Paper. Lol they love eating my books. also chewing on there cuttlefish bone.


----------



## Meghanxx4 (Jul 31, 2007)

xxxSpikexxx said:


> Spike loves his pinata toy, his swing and any toy that he can tear apart. Where could you get a good boing toy for a cockatiel?


Are you in the U.S. are Canada? or other lol.


----------



## birdieness (Jul 28, 2007)

pinata. i was looking at one of them. I hope to get one at some point. they look like so much fun.


----------



## Bea (Jul 26, 2007)

I would love to get a pinata toy for my tiels, but we can't get them in Australia. As they're made from woven palm leaf they can't be sent into Australia either.  

Tonight i'm going to make a toy for the tiels. I've got this clear plastic CD (it was topping a stack of blank CDs) and i will tie string with beads around it. I might add some bells and stuff as well. I'll be sure to get a photo and post it here once i'm done.


----------



## xxxSpikexxx (Jul 30, 2007)

Iam in Canada. I have not seen any boings in petsmart.


----------



## Bea (Jul 26, 2007)

xxxSpikexxx said:


> Iam in Canada. I have not seen any boings in petsmart.
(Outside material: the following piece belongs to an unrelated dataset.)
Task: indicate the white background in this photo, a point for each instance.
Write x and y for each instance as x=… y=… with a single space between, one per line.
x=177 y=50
You would be better off buying online anyway, they're much much cheaper a lot of the time. I'd never seen a boing around here, but i found an Aussie Bird Toys website and i got two boings for only $5 each.  Great value!


----------



## Riebie (Jul 29, 2007)

Bea did you make the cool toy yet??


----------



## Bea (Jul 26, 2007)

Not yet, i need the drill and i can't be bothered to get it down.  I found some more stuff to use for my toy though, and it will be awesome.


----------



## birdieness (Jul 28, 2007)

For those canadians who want a boing try oliversgarden.com I've order, well ally did, and the breeder also has one for her macaw. They seem great.


----------